Засунул руки в карманы и пошел прочь. Дожидаться Лору на глазах у всех было глупо. Зачем подставляться? У господина Ломанова наверняка здесь прорва знакомых. Донесут, а ему потом тоже тесного общения со мной захочется. Только не как Лоре, а на предмет голову открутить. По часовой стрелке. Или против нее. Ему, Ломанову, будет без разницы. А мне будет больно. Это, поверьте, лишнее. Лучше подождать снаружи. А заодно и покурить.
Глава 5
В благодарность за свое быстрое освобождение Лорочка затащила меня в какую-то захолустную забегаловку на окраине города, о которой я даже слыхом не слыхивал – хотя, как таксист, знаю множество подобных заведений. Впрочем, если по совести, изнутри кабачок был не так уж плох. Просто место расположения подкачало. А в остальном – маленький уютный зальчик на восемь столов, негромкая музыка и уютный полумрак производили весьма приятное впечатление.
Мы уселись в самом укромном уголке, и госпожа Ломанова принялась гвардейскими темпами накачивать меня коньяком. Сама если и отставала, то не сильно. Пару раз мы выходили с ней обжиматься-целоваться в мужской туалет, еще раза три – в женский. Но до более тесного общения дело не дошло, потому что ей так и не удалось перебороть стеснительность. Что касается меня, то я готов был начать делать вещи хоть на стойке бара – от близости Лорочкиного тела гормон играл и сердце пело. Это не стих, это проза жизни. О том, что с утра предстоит идти на работу, я как-то даже не вспоминал.

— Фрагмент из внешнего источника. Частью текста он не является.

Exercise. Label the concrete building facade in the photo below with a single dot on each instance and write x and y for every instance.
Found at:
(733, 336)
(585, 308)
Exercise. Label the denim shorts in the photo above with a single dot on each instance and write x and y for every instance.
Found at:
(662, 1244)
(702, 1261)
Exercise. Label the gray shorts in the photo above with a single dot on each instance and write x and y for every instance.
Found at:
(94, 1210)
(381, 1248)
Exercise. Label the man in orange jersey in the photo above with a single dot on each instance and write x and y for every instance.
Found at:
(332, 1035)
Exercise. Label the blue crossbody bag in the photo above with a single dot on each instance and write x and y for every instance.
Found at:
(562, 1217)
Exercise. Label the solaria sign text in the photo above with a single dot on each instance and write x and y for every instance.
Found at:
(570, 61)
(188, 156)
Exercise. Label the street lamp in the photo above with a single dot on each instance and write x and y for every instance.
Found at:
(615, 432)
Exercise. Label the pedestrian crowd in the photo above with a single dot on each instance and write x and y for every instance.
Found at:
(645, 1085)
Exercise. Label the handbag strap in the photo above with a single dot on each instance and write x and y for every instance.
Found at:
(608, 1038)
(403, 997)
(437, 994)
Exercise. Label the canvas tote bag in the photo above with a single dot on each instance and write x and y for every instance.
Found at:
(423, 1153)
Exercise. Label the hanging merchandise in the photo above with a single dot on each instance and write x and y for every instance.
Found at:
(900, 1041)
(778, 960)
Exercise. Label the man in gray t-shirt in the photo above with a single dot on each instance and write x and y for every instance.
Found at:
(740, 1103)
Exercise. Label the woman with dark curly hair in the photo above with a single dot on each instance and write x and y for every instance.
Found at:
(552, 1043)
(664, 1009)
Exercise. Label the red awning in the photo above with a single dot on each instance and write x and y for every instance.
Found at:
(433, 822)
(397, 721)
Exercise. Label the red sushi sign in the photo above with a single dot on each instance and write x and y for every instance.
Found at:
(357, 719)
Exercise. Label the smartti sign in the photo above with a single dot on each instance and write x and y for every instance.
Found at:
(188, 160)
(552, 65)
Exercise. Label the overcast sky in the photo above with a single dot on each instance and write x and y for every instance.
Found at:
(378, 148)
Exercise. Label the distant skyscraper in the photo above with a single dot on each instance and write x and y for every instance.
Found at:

Часам к двум ночи персонал кабачка в количестве трех человек вышел попрощаться с нами. Ни мне, ни Лорочке уходить не хотелось, но они прощались так искренне, так настойчиво, что пришлось подчиниться. Лора отправилась в женскую комнату – типа, носик припудрить. А я, хоть и числился приглашенным, почему-то расплатился за посиделки.
Когда мы вышли на свежий воздух, во мне сидело куда больше бутылки. Если я еще и вязал какое-то лыко, то оно было явно не в строку.
– Куда поедем? – спросила Лора.
– А поехали ко мне, – предложил я. – У меня твоего мужа точно не нарисуется.
– У меня его тоже не нарисуется. Он же в больнице.